KUALA LUMPUR (Aug 20): A staff of Utusan Malaysia has revealed that “most of the buildings intended to be sold” by the company do not have certificate of fitness (CF), reported The Malay Mail yesterday.
“The issue as to why assets cannot be disposed is because most of the buildings intended to be sold, do not have a CF.
“When Umno was ruling, they did not pay heed to these things, because they felt that Umno would always be helping, but after Umno and Barisan Nasional (BN) were toppled, when we want to sell our assets, we can’t sell,” National Union of Journalists (NUJ) president Taufik Razak who is also a staff with Utusan, told the media during a protest carried out by the company’s staff yesterday.
Taufik added that “the management now is forced to acknowledge the issue and get the necessary certification, to ensure the buildings are safe for occupancy, before selling them”.
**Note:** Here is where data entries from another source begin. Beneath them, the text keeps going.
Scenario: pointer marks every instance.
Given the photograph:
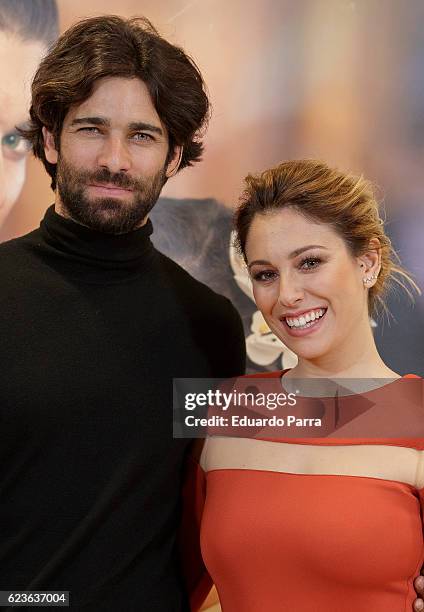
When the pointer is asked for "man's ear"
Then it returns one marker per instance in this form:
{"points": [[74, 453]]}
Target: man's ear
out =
{"points": [[175, 161], [50, 150]]}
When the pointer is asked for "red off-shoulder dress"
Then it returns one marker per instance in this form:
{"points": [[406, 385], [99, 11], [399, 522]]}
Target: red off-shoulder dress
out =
{"points": [[273, 541]]}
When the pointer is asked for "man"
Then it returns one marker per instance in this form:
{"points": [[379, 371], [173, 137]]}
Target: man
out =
{"points": [[96, 323]]}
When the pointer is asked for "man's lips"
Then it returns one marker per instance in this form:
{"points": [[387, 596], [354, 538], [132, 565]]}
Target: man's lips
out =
{"points": [[109, 189]]}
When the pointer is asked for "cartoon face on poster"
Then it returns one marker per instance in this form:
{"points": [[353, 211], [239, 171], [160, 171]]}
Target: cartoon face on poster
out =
{"points": [[286, 80]]}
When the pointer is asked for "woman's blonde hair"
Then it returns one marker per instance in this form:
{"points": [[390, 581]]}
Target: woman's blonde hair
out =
{"points": [[326, 195]]}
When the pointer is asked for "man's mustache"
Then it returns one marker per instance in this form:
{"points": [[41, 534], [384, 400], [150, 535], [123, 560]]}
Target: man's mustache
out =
{"points": [[119, 179]]}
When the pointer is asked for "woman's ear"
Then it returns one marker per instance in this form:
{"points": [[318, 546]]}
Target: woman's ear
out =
{"points": [[370, 262]]}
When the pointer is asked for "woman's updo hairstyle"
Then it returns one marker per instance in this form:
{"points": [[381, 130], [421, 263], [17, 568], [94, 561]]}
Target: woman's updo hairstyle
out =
{"points": [[325, 195]]}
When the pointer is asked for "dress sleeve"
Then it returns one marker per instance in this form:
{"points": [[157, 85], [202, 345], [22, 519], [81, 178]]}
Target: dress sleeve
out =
{"points": [[197, 580]]}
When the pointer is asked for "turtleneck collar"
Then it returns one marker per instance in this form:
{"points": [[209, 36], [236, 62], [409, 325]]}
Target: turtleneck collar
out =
{"points": [[95, 253]]}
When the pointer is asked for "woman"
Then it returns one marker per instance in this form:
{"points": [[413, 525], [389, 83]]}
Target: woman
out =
{"points": [[330, 523], [27, 27]]}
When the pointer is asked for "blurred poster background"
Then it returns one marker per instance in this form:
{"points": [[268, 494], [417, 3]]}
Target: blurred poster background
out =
{"points": [[332, 79]]}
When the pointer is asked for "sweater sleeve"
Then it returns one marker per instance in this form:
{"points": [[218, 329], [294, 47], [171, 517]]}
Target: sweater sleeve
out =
{"points": [[197, 580]]}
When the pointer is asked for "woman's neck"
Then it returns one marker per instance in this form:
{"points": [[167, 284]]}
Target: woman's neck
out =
{"points": [[359, 358]]}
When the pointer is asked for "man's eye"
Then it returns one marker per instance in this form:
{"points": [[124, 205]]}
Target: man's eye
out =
{"points": [[89, 130], [310, 263], [15, 144], [264, 276], [140, 136]]}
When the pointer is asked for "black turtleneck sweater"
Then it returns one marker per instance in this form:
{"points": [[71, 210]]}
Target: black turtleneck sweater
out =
{"points": [[93, 329]]}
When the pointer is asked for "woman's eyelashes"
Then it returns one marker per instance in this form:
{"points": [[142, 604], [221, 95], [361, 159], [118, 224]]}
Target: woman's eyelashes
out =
{"points": [[15, 145], [306, 264], [310, 263]]}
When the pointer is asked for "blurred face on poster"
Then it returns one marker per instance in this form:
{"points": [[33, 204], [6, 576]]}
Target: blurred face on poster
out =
{"points": [[18, 61]]}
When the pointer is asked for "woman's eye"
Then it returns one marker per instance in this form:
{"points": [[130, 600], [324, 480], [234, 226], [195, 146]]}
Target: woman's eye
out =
{"points": [[310, 263], [264, 276], [15, 144]]}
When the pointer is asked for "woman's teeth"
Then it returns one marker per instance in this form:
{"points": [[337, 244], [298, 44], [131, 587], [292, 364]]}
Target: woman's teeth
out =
{"points": [[306, 320]]}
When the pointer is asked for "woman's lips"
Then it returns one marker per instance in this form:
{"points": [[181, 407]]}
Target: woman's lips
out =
{"points": [[299, 332]]}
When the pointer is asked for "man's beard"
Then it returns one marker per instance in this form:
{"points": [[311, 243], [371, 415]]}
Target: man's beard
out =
{"points": [[107, 215]]}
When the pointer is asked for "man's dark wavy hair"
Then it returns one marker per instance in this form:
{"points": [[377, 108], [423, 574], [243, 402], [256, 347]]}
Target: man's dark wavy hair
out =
{"points": [[30, 19], [111, 46]]}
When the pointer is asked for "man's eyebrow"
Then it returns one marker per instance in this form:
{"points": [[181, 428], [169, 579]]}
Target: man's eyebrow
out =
{"points": [[141, 126], [92, 120], [136, 126], [292, 255]]}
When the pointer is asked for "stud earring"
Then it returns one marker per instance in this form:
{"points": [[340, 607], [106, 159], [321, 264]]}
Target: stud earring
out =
{"points": [[369, 279]]}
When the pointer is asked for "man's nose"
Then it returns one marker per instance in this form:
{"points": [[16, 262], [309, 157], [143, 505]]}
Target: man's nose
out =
{"points": [[114, 154]]}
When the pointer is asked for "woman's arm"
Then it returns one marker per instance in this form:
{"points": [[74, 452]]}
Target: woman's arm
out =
{"points": [[197, 580]]}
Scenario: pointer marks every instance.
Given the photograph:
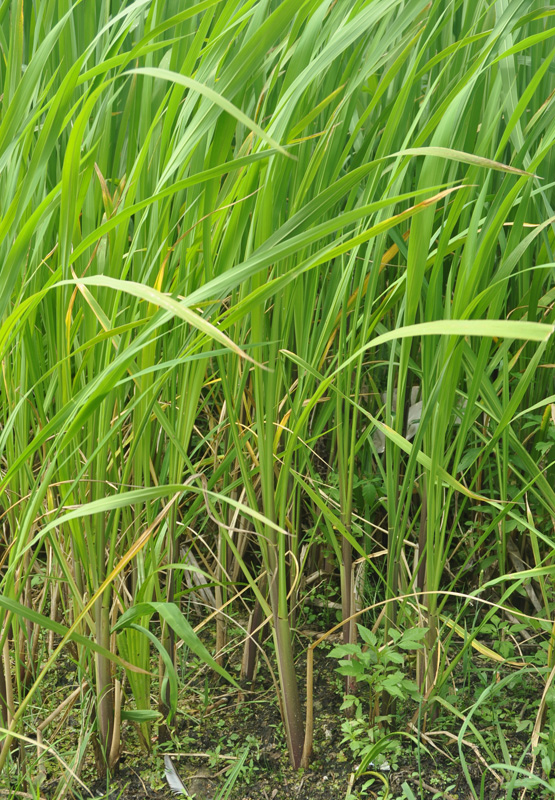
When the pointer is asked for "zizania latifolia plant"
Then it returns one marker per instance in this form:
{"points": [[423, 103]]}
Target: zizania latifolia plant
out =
{"points": [[276, 301]]}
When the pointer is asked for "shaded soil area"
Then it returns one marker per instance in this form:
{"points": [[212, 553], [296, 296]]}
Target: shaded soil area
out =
{"points": [[218, 727]]}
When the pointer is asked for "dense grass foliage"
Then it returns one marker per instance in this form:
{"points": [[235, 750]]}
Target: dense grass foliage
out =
{"points": [[276, 301]]}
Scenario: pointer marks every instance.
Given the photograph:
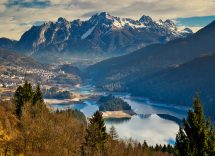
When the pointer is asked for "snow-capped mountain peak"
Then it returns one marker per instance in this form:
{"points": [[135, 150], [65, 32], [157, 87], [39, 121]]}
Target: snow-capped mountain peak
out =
{"points": [[102, 33]]}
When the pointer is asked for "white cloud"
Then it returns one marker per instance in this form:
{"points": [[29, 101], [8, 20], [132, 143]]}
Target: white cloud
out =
{"points": [[72, 9]]}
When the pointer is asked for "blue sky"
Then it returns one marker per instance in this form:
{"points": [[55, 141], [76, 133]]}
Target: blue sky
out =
{"points": [[17, 16], [200, 21]]}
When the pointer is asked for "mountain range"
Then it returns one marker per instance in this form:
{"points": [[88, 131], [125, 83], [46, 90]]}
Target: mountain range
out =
{"points": [[170, 72], [102, 34]]}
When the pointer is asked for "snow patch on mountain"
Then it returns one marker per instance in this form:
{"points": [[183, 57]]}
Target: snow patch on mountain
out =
{"points": [[86, 34]]}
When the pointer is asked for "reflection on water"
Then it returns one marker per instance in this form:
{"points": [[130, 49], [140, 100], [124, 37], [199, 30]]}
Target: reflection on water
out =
{"points": [[156, 123]]}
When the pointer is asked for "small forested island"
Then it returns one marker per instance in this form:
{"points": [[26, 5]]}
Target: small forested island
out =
{"points": [[55, 93], [114, 107]]}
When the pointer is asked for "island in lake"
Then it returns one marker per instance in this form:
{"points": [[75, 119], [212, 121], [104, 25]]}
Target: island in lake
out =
{"points": [[114, 107]]}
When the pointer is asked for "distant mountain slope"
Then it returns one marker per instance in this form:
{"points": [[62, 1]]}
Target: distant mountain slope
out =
{"points": [[170, 73], [177, 85], [9, 58], [102, 34], [156, 57]]}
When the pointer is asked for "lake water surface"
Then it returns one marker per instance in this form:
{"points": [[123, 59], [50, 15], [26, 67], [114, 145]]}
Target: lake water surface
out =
{"points": [[147, 125]]}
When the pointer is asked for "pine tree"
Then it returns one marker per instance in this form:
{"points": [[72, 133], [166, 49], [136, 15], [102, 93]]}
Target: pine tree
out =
{"points": [[38, 96], [22, 95], [96, 136], [113, 133], [18, 98], [197, 136]]}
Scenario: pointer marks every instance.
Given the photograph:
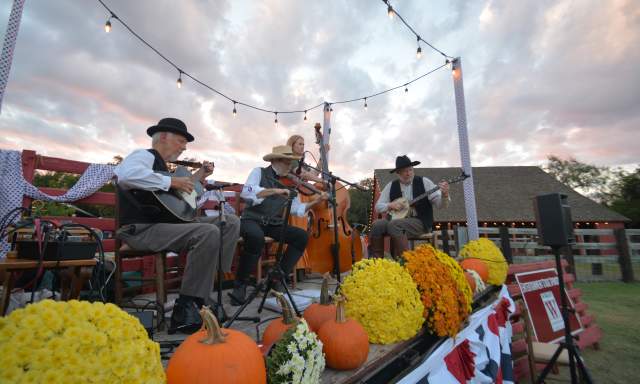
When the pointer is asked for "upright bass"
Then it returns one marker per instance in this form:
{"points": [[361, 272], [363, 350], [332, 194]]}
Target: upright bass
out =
{"points": [[323, 237]]}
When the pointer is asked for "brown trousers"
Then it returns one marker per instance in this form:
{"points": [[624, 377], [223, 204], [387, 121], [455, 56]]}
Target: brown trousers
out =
{"points": [[201, 240]]}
Meanwhile, Malaysian Trades Union Congress (MTUC) secretary-general J. Solomon said that there must be “a speedy end to the [Utusan] workers’ predicament”.
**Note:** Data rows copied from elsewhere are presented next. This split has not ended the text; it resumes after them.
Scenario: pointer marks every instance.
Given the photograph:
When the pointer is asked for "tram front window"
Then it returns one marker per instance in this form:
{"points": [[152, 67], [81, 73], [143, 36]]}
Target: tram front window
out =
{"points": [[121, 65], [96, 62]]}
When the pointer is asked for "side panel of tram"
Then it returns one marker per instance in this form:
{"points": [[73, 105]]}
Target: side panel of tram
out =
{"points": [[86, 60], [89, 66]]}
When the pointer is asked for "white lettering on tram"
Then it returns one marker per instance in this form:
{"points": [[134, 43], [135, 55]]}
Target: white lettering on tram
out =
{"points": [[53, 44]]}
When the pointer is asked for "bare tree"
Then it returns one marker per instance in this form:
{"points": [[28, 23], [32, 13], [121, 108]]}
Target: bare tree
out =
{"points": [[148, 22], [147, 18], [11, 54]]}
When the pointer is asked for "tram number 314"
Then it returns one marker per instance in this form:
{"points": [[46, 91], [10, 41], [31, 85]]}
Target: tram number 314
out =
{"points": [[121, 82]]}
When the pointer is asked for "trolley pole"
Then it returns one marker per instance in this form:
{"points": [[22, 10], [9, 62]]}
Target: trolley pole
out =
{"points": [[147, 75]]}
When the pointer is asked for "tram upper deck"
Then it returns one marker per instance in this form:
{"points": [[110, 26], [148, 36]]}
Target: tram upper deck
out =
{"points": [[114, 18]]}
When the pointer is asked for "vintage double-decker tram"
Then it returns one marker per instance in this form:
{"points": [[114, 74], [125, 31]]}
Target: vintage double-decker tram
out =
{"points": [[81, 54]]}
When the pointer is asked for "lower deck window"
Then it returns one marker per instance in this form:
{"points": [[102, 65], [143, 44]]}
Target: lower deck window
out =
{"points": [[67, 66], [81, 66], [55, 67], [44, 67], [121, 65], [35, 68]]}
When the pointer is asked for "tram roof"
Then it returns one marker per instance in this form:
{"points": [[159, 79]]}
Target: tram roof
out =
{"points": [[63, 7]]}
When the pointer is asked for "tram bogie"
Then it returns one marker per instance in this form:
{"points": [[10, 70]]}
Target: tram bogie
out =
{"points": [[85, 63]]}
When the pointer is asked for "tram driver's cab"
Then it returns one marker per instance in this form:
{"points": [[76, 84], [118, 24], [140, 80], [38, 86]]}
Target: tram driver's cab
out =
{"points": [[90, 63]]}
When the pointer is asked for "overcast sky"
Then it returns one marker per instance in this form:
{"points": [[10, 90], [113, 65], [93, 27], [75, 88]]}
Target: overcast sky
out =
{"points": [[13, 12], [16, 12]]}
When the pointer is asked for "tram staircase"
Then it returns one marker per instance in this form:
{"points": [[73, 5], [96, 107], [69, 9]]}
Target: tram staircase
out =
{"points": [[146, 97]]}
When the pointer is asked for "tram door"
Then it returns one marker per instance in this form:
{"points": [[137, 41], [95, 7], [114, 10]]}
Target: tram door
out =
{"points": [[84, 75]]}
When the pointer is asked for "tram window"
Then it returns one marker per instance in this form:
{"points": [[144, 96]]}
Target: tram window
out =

It has been reported that many staff of the company have resorted to borrowing money from loan sharks and are struggling to feed their families as they have not been paid for three months.
“Even if they can’t sell the properties, they must actually find a way to mortgage the properties. At least pay the salaries of the 200 workers involved, because the idea of selling properties has been conveyed by the management to the union for the last one year. So you can’t say you have difficulties selling the various properties in the last one year,” Solomon said, reported The Malay Mail.
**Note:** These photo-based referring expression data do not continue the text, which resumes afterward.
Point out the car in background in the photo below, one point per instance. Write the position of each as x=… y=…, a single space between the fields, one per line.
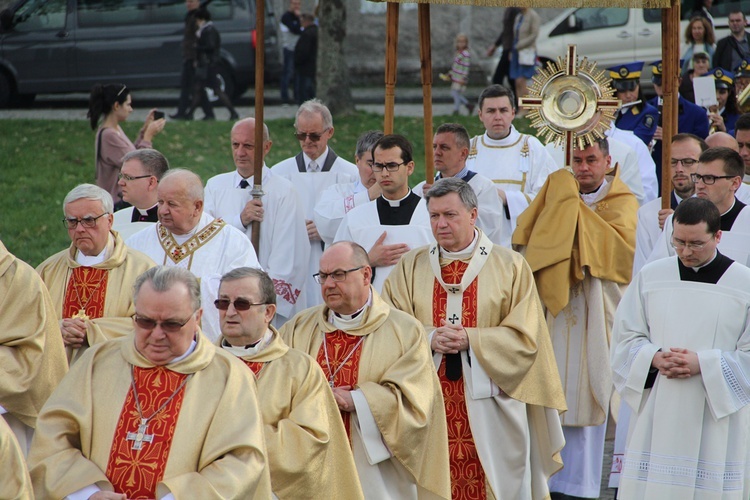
x=55 y=46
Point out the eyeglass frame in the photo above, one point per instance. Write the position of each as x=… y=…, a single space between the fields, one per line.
x=321 y=278
x=234 y=303
x=88 y=222
x=698 y=177
x=169 y=326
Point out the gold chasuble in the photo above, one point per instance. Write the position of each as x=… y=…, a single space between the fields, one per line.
x=396 y=377
x=101 y=295
x=32 y=356
x=504 y=429
x=308 y=451
x=92 y=432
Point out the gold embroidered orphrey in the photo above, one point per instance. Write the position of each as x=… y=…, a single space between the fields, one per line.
x=571 y=103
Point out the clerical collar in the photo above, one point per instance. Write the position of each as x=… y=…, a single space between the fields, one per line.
x=249 y=350
x=508 y=140
x=92 y=260
x=348 y=321
x=461 y=254
x=395 y=203
x=190 y=350
x=590 y=198
x=707 y=273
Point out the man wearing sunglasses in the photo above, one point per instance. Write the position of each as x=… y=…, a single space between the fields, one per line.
x=139 y=176
x=90 y=281
x=311 y=172
x=379 y=368
x=717 y=178
x=680 y=360
x=160 y=413
x=295 y=401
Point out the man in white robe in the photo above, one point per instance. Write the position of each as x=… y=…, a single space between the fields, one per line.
x=313 y=170
x=478 y=304
x=517 y=163
x=187 y=237
x=450 y=147
x=338 y=199
x=139 y=177
x=283 y=251
x=397 y=221
x=679 y=359
x=717 y=178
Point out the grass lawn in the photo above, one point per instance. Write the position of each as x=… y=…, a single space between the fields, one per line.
x=44 y=159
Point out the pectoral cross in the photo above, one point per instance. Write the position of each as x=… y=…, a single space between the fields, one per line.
x=140 y=436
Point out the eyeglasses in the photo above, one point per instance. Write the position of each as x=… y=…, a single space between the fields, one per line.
x=239 y=304
x=128 y=178
x=709 y=179
x=679 y=244
x=686 y=162
x=72 y=223
x=169 y=326
x=335 y=276
x=391 y=167
x=314 y=137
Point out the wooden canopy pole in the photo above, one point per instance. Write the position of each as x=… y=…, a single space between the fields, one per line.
x=670 y=50
x=425 y=54
x=260 y=47
x=391 y=57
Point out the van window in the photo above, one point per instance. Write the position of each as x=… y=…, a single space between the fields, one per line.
x=94 y=13
x=36 y=15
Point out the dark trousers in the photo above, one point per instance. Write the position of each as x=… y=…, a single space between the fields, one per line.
x=287 y=75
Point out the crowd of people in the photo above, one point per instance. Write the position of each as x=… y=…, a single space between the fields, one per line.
x=471 y=337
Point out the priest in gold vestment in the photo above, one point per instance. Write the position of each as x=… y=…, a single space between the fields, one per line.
x=491 y=349
x=308 y=450
x=32 y=356
x=578 y=236
x=154 y=414
x=378 y=366
x=91 y=282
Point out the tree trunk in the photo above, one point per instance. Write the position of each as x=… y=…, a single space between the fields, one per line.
x=332 y=72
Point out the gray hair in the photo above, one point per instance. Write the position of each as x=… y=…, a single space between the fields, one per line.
x=367 y=141
x=191 y=181
x=153 y=161
x=90 y=192
x=265 y=283
x=315 y=107
x=163 y=279
x=449 y=185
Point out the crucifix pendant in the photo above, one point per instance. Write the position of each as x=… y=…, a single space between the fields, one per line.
x=140 y=436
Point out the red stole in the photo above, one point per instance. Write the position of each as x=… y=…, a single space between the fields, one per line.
x=467 y=475
x=340 y=345
x=86 y=290
x=137 y=472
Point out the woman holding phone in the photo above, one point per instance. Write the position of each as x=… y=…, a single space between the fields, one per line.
x=111 y=105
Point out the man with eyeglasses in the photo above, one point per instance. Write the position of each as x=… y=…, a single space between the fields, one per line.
x=160 y=413
x=295 y=401
x=578 y=236
x=717 y=178
x=491 y=349
x=680 y=360
x=90 y=281
x=186 y=236
x=311 y=172
x=517 y=163
x=139 y=177
x=379 y=368
x=396 y=221
x=284 y=251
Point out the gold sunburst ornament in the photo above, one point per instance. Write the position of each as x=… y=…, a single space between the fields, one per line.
x=571 y=103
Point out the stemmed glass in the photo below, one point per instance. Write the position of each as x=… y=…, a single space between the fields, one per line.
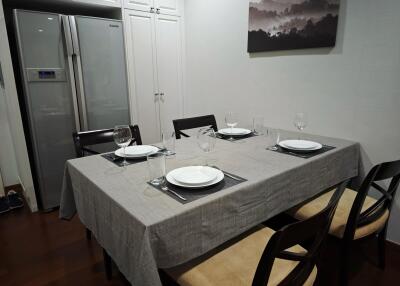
x=273 y=138
x=122 y=137
x=231 y=121
x=168 y=140
x=300 y=121
x=206 y=139
x=258 y=125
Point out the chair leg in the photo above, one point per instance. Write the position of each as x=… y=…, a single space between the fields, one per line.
x=381 y=247
x=343 y=277
x=107 y=264
x=88 y=234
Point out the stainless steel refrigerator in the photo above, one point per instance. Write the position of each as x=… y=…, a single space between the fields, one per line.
x=74 y=78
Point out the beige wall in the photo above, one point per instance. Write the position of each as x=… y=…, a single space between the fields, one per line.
x=351 y=91
x=14 y=116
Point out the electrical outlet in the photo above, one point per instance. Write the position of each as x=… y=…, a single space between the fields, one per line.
x=1 y=78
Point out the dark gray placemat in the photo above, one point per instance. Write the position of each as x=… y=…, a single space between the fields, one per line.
x=194 y=194
x=118 y=160
x=236 y=137
x=304 y=155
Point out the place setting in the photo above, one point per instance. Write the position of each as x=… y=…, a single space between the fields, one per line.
x=128 y=155
x=296 y=147
x=189 y=183
x=233 y=133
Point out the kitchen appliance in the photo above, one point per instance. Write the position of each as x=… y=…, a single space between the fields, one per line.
x=74 y=78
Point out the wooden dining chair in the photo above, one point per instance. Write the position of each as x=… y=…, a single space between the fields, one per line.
x=264 y=256
x=193 y=122
x=86 y=139
x=359 y=216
The Edge Financial Daily reported today that Utusan Melayu (M) Bhd is facing an uphill task finding a white knight to salvage the newspaper group, with total debts of RM139.19 million as at June 30.
In its quarterly financial results announcement on Bursa Malaysia, Utusan said it is “impossible for the group to convince potential investors to revive the business” as “a few potential identified parties have declined to participate due to the group’s huge liabilities”.
Utusan said it had not been able to quickly resolve its cash flow issues, as the slow market sentiments and restrictions and requirements by the relevant authorities had impeded its efforts in disposing of properties to raise cash.